The Hollywood Reporter has an extraordinary exclusive from Gravity co-writer Jonas Cuaron, a companion piece to the film he assisted his father Alfonso in making. It’s shot from the earthbound perspective of the recipient of Sandra Bullock’s character’s distress signal, and it’s a powerful, beautiful seven minutes.

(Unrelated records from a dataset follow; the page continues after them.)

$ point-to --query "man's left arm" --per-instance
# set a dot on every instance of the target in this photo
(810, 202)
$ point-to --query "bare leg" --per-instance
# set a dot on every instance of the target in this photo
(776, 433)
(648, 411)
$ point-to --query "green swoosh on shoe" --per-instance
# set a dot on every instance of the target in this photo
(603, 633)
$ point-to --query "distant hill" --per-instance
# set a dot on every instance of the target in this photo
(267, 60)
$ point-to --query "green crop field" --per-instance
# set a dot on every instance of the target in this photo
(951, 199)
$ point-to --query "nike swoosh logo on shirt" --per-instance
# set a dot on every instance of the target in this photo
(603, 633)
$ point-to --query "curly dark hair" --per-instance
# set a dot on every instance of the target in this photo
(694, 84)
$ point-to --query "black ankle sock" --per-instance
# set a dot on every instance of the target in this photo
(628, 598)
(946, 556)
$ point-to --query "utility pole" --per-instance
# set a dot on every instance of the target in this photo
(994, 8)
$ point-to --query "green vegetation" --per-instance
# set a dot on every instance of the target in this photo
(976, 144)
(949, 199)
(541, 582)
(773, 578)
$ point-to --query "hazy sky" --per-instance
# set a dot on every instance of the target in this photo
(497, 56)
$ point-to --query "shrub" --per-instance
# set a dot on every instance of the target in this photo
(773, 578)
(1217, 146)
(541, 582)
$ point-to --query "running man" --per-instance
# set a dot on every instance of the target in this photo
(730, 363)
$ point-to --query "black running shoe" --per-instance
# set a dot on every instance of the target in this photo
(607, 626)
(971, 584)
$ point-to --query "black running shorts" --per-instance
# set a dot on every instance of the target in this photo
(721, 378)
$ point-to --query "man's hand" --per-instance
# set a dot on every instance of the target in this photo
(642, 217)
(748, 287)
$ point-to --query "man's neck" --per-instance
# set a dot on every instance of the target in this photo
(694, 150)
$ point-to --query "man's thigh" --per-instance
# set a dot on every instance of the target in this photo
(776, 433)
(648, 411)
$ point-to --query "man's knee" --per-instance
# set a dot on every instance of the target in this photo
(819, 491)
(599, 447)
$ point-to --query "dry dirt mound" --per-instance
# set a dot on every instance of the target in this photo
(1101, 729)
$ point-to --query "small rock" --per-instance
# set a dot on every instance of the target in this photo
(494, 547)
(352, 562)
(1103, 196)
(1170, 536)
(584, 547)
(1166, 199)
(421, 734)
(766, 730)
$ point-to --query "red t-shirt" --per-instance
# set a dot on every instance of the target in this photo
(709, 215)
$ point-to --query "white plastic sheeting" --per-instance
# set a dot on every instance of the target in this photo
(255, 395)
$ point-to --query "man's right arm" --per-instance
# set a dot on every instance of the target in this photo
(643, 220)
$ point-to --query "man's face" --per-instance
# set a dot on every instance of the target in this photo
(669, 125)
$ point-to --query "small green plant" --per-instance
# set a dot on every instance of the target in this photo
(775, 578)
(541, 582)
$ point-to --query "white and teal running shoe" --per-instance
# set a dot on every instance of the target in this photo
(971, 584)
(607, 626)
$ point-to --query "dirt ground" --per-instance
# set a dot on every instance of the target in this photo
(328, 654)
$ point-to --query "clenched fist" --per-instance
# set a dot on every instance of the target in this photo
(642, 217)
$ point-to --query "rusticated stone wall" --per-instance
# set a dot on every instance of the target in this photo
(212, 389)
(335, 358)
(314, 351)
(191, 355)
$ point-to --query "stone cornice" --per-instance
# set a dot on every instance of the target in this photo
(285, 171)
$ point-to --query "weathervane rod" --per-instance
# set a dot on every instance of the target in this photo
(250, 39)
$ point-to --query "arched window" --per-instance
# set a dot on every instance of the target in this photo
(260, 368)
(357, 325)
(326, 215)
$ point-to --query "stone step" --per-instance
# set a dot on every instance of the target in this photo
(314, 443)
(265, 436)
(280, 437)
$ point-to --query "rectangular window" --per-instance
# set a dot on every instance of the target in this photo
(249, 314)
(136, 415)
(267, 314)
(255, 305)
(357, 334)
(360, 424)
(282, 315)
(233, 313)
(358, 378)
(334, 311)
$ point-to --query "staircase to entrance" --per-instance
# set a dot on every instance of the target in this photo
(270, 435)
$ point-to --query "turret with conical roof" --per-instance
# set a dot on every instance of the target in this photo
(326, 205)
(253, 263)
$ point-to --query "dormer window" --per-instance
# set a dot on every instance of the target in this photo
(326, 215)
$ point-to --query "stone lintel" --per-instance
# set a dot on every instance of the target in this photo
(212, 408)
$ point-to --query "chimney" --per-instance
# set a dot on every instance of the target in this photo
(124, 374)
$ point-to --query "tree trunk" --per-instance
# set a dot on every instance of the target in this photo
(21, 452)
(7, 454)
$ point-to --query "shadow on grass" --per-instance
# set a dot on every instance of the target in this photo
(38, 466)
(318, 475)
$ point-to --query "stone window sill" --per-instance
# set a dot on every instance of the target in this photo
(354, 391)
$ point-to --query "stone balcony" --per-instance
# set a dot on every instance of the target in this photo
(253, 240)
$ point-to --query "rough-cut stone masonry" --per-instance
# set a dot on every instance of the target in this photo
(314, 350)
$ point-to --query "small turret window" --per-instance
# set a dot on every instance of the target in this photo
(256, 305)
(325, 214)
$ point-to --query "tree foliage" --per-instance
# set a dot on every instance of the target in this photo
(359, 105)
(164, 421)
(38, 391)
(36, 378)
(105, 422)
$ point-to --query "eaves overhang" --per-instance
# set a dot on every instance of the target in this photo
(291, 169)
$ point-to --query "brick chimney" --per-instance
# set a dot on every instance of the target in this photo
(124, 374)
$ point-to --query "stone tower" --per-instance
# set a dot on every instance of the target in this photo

From Seth Abramovich at The Hollywood Reporter:
“The idea for Aningaaq, which follows an Inuit fisherman stationed on a remote fjord in Greenland, occurred to the Cuarons as they were working out the beats for the Gravity screenplay. “It’s this moment where the audience and the character get this hope that Ryan is finally going to be OK,” Jonas, 31, tells THR. “Then you realize that everything gets lost in translation.” Both Cuarons spent time in the glacial region (Alfonso once toyed with setting a movie there) and fell in love with the barren vastness of its frozen wilderness. During one of those visits, Alfonso met a drunken native who would become the basis for the title character, played by Greenland’s Orto Ignatiussen. But it wasn’t until Jonas, on a two-week trek gathering elements for his film, was inspired by the local inhabitants’ profound attachment to their sled dogs that he decided to incorporate that element into the plot.”
What’s striking about the short is that even as Aningaaq is in a place nearly as desolate, empty and deadly as the one Ryan tenuously survives in, he has everything: the dogs he loves, his wife and child, his job. Their conversation is both comical and heartbreaking. It’s a must watch for any fan of the film.